* bug#52779: tests/no-home test failure in Shepherd
@ 2021-12-24 14:52 Maxim Cournoyer
2022-01-03 21:09 ` Maxim Cournoyer
2022-01-13 15:37 ` Ludovic Courtès
0 siblings, 2 replies; 6+ messages in thread
From: Maxim Cournoyer @ 2021-12-24 14:52 UTC (permalink / raw)
To: 52779
Hello Guix,
I encountered the following (nondeterministic) test failure:
--8<---------------cut here---------------start------------->8---
# TOTAL: 13
# PASS: 12
# SKIP: 0
# XFAIL: 0
# FAIL: 1
# XPASS: 0
# ERROR: 0
.. contents:: :depth: 2
FAIL: tests/no-home
===================
+ shepherd --version
shepherd (GNU Shepherd) 0.8.1
Copyright (C) 2020 the Shepherd authors
License GPLv3+: GNU GPL version 3 or later <http://gnu.org/licenses/gpl.html>
This is free software: you are free to change and redistribute it.
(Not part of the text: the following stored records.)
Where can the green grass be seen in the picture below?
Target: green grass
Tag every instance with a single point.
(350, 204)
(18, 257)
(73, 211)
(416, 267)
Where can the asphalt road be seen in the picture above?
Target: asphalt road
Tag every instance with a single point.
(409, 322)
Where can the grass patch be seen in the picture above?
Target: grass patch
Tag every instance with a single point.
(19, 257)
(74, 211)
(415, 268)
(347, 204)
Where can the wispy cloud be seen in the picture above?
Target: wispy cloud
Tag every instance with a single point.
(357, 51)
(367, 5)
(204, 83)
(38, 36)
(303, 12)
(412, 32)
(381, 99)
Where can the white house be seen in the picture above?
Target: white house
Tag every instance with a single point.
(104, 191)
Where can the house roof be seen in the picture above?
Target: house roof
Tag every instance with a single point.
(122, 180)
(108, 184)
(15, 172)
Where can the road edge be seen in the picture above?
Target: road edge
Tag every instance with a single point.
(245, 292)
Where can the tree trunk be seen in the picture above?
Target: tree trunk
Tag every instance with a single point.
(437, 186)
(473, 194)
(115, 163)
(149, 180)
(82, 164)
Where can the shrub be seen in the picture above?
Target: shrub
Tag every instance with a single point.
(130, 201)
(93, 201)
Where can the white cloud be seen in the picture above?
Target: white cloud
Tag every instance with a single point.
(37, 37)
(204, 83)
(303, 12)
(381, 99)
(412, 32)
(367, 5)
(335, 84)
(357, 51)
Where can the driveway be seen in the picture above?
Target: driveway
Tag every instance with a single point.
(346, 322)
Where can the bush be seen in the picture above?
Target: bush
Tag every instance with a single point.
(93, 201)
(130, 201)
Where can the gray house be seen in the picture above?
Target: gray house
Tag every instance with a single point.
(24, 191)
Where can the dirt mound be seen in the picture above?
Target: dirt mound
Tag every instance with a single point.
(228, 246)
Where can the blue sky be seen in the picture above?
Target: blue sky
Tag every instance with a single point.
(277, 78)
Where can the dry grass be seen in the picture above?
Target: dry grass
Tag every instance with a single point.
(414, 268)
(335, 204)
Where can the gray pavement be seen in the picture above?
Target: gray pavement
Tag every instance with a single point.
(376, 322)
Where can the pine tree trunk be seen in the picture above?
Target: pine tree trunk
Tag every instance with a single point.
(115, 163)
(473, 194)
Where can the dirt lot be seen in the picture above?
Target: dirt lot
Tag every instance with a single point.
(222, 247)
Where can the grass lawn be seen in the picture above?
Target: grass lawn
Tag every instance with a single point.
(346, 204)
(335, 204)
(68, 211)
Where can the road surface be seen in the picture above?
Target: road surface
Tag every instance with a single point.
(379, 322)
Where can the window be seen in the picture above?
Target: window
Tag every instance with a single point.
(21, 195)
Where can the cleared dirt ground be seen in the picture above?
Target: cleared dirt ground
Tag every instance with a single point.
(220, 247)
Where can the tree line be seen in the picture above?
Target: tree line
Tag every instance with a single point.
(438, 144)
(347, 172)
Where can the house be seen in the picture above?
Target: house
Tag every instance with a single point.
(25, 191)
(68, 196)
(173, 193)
There is NO WARRANTY, to the extent permitted by law.
+ HOME=/nowhere
+ export HOME
+ test -w /nowhere
+ socket=t-socket-1651
+ pid=t-pid-1651
+ herd='herd -s t-socket-1651'
+ trap 'rm -f t-socket-1651;
test -f t-pid-1651 && kill `cat t-pid-1651` || true; rm -f t-pid-1651' EXIT
+ shepherd_pid=1896
+ test -f t-pid-1651
+ shepherd -I -s t-socket-1651 -c /dev/null -l /dev/null --pid=t-pid-1651
+ kill -0 1896
+ sleep 0.3
Service root has been started.
+ test -f t-pid-1651
++ cat t-pid-1651
+ kill -0 1896
+ herd -s t-socket-1651 status root
Started:
+ root
+ herd -s t-socket-1651 stop root
++ cat t-pid-1651
+ kill 1896
+ exit 1
+ rm -f t-socket-1651
+ test -f t-pid-1651
++ cat t-pid-1651
+ kill 1896
+ rm -f t-pid-1651
FAIL tests/no-home.sh (exit status: 1)
error: in phase 'check': uncaught exception:
%exception #<&invoke-error program: "make" arguments: ("check" "-j" "24" "GUILE_AUTO_COMPILE=0") exit-status: 2 term-signal: #f stop-signal: #f>
phase `check' failed after 15.3 seconds
command "make" "check" "-j" "24" "GUILE_AUTO_COMPILE=0" failed with status 2
--8<---------------cut here---------------end--------------->8---
Perhaps due to high load, as I can't seem to reproduce when building
Shepherd alone.
Thanks,
Maxim
^ permalink raw reply [flat|nested] 6+ messages in thread
* bug#52779: tests/no-home test failure in Shepherd
2021-12-24 14:52 bug#52779: tests/no-home test failure in Shepherd Maxim Cournoyer
@ 2022-01-03 21:09 ` Maxim Cournoyer
2022-01-10 18:17 ` Maxim Cournoyer
2022-01-13 15:37 ` Ludovic Courtès
1 sibling, 1 reply; 6+ messages in thread
From: Maxim Cournoyer @ 2022-01-03 21:09 UTC (permalink / raw)
To: 52779
Hi,
Maxim Cournoyer <maxim.cournoyer@gmail.com> writes:
> Hello Guix,
>
> I encountered the following (nondeterministic) test failure:
>
> # TOTAL: 13
> # PASS: 12
> # SKIP: 0
> # XFAIL: 0
> # FAIL: 1
> # XPASS: 0
> # ERROR: 0
>
> .. contents:: :depth: 2
>
> FAIL: tests/no-home
> ===================
>
> + shepherd --version
> shepherd (GNU Shepherd) 0.8.1
> Copyright (C) 2020 the Shepherd authors
> License GPLv3+: GNU GPL version 3 or later <http://gnu.org/licenses/gpl.html>
> This is free software: you are free to change and redistribute it.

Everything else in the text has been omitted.